Y por último apareció el principio.
Leonard Woolley, arqueólogo británico, excavaba en
Ur durante las primeras décadas del siglo XX, deseando alcanzar llegando los niveles más antiguos un lugar que sólo aparecía en los mitos. Aquella ciudad había sido la primera de las urbes, hogar de un pueblo al que podemos considerar como nuestro más lejano pariente:
los sumerios. Ellos crearon los códigos de leyes que más tarde imitaría el
rey babilonio Hammurabi, sistemas matemáticos y astrólogos, y el arco, elemento arquitectónico sin el cual Occidente jamás hubiese logrado edificarse. Y sin embargo, existía un principio aún más antiguo que los sumerios.
Woolley descubrió, tras doce metros de tierra y sedimentos, una gruesa capa de arcilla completamente limpia que no presentaba resto humano alguno.

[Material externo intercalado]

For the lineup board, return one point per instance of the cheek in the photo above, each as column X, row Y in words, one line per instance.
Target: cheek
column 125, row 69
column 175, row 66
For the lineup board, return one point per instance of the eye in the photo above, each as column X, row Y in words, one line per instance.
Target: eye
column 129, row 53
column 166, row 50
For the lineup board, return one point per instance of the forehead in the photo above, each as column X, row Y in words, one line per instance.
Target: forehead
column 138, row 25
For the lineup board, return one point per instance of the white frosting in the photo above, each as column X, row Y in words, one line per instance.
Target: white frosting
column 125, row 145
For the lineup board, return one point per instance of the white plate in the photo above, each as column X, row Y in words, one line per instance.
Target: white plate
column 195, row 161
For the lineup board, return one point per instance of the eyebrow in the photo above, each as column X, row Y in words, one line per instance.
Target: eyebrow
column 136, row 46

Era limo, uniforme y compacto, agrupado en una única capa de dos metros de espesor. Sólo un aluvión podía haber dado lugar a tal hallazgo, una inundación colosal provocada por la tierra y el mar al mismo tiempo. Los sumerios debieron haber conocido una enorme inundación… Y entonces,
Woolley y toda la comunidad científica internacional reconocieron, una vez más, cómo el mito pasaba a ser Historia, y el mundo de las leyendas cobraba vida: aquel limo sólo podía corresponder con el
Diluvio Universal, el bíblico desastre que alumbró nuestro mundo. Ur, al igual que Troya, había dado la razón a los cantores del pasado:
sólo hay que saber leer y escuchar para poder encontrar algo.